At this point, the idea seems as old as time: branching the Atlanta BeltLine loop out to the grandaddy of metro Atlanta multipurpose pathways, the Silver Comet Trail.

But that important connection—perhaps the most crucial gap to be filled for a truly regional trail network around Atlanta—is showing encouraging signs of life.

The Cobb County Board of Commissioners this week unanimously approved a $7.8 million contract with C.W. Matthews Contracting Company, a Marietta-based firm, for road and bridge improvements that would fill one of three missing segments between the BeltLine and Silver Comet trails. Funding is being sourced from 2016 and 2022 SPLOST coffers, the Cobb County Courier reports.

The Cobb County Department of Transportation plans to work alongside PATH Foundation, beginning this summer, to construct a new portion of the Silver Comet, beginning where Atlanta Road meets plant Atkinson Road in Smyrna and connecting down to the Chattahoochee River. That segment crosses over Interstate 285, south of the Cumberland area and The Battery Atlanta. [CLARIFICATION: 12:20 p.m., May 11: A future extension of the trail will cross I-285, but not the recently funded segment in question.]  

A map compiled several years ago by advocacy group Connect the Comet that lends a general idea how two major metro Atlanta trail systems could meet. The portion circled in yellow includes the section recently funded by Cobb County. Connect the Comet

The scope of the work will include rehab of an Atlanta Road bridge over CSX railroad tracks, a new median to separate traffic, repaving, and other upgrades. The trail section will run along the west side of Atlanta Road, between Plant Atkinson Road and the river, according to Cobb County DOT.

PATH officials plan to hire a contractor and build the next 2.3 miles of the Silver Comet from Plant Atkinson Road toward the existing trail once land has been acquired from CSX. The train company okayed a land transfer of its former railway to the State of Georgia five years ago—but that deal’s been held up in legal limbo since.

According to the Silver Comet’s website, the trail begins today about 13 miles northwest of Atlanta and travels for a whopping 61.5 miles through Cobb, Paulding, and Polk counties.
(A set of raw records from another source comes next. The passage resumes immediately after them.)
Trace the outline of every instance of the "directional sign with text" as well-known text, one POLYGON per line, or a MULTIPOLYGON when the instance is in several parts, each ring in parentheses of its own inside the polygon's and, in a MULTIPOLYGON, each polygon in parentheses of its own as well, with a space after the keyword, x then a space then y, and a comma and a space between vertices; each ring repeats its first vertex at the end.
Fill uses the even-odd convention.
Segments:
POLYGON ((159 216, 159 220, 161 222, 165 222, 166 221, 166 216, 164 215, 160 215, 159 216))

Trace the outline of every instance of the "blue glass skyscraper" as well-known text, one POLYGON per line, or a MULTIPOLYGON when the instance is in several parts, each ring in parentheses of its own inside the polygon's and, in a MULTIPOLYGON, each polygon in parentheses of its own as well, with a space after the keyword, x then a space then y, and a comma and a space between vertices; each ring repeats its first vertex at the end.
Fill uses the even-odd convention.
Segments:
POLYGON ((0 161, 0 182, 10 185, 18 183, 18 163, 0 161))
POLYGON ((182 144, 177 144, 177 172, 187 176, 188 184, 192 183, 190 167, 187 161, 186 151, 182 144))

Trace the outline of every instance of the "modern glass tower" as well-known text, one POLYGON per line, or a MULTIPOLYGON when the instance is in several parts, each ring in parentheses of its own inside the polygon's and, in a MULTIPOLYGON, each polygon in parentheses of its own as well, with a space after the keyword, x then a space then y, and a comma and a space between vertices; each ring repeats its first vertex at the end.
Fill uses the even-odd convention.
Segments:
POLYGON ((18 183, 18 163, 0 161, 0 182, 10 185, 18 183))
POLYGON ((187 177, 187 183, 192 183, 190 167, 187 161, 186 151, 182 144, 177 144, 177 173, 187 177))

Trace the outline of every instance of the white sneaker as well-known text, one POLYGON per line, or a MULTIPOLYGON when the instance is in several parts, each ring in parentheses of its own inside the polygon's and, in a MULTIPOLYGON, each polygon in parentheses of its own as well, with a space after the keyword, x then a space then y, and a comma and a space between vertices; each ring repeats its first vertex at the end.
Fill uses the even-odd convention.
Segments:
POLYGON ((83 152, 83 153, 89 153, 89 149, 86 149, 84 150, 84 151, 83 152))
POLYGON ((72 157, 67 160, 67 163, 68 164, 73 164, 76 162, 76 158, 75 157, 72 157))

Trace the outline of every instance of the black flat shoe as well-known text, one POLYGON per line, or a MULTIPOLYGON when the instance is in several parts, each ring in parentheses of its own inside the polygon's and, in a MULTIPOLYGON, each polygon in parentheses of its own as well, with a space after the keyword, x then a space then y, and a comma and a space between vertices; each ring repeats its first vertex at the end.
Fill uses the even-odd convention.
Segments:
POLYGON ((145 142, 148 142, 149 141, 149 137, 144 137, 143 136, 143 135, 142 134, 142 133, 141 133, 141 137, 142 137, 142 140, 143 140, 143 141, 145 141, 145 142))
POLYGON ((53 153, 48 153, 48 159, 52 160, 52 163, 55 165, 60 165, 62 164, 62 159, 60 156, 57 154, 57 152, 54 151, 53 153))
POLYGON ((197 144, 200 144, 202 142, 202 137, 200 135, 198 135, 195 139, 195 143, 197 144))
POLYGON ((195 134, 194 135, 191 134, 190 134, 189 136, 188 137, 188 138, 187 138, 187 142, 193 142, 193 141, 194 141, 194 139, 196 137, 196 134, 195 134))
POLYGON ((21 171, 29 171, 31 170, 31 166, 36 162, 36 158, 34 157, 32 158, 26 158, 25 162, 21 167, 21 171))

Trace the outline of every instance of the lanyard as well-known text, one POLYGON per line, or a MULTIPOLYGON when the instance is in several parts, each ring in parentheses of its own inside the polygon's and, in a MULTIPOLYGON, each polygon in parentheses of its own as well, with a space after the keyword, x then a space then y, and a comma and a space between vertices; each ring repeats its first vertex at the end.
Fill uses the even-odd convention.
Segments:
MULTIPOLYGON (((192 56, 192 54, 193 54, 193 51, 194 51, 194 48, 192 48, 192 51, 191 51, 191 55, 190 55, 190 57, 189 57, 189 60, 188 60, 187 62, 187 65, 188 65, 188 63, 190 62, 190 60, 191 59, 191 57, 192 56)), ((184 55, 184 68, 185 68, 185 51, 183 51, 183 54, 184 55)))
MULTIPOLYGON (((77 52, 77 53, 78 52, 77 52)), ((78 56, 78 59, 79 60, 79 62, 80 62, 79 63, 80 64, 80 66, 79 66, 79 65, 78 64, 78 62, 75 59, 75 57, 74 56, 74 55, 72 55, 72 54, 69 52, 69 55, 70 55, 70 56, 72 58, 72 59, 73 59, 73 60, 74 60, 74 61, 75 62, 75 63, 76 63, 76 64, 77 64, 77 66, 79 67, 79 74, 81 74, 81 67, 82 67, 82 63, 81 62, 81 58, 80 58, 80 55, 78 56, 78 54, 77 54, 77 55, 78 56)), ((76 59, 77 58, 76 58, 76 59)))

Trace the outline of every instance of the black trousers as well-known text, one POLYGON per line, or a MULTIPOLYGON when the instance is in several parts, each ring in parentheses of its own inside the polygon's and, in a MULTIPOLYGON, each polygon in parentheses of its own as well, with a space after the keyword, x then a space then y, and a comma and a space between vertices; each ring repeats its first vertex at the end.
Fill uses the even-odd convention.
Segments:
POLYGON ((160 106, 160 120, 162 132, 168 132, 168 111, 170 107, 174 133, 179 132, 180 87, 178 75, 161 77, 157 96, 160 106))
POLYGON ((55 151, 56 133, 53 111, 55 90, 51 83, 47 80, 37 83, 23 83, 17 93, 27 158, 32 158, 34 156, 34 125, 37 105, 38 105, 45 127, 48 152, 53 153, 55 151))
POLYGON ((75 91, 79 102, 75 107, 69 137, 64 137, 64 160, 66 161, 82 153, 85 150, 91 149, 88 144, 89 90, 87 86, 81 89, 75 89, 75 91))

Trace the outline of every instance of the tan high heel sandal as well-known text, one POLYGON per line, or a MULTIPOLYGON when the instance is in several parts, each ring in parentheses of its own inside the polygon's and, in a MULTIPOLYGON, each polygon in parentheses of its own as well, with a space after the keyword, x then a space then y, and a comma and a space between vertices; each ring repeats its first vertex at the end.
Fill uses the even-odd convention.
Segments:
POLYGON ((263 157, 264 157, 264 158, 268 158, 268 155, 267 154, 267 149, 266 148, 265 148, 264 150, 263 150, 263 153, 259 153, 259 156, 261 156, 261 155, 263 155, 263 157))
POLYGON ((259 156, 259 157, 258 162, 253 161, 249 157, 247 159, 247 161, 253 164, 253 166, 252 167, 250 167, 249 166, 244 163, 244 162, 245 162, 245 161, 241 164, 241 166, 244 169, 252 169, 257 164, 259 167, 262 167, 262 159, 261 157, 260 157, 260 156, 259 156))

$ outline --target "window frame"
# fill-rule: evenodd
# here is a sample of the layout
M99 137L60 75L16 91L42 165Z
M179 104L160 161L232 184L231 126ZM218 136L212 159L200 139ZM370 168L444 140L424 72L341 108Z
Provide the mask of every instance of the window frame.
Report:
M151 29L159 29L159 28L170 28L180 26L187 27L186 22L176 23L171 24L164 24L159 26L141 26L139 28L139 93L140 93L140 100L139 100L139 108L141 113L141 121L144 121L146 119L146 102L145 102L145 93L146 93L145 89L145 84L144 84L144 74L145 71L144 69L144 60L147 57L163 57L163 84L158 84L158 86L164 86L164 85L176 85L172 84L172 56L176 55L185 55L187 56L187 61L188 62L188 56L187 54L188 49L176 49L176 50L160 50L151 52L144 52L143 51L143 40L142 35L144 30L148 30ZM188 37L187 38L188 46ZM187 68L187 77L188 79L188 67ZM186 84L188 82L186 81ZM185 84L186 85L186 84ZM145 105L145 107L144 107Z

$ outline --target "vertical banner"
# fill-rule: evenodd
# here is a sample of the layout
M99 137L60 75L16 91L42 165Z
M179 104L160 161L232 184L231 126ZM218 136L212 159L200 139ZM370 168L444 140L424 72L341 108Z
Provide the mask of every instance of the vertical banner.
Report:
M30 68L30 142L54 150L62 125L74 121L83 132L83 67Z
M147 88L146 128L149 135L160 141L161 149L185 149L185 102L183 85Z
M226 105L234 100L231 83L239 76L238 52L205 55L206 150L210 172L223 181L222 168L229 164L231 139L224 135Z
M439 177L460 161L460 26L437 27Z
At the Alabama line, it links with the paved Chief Ladiga Trail, another former railroad line, and runs for an additional 33 miles.


For further reading, advocacy group Connect the Comet provides a detailed breakdown of efforts to branch the BeltLine out to the Silver Comet and ways people can get involved.

According to that group, the central portion of the trail gap that received Cobb County funding this week is scheduled to finish construction sometime in 2024.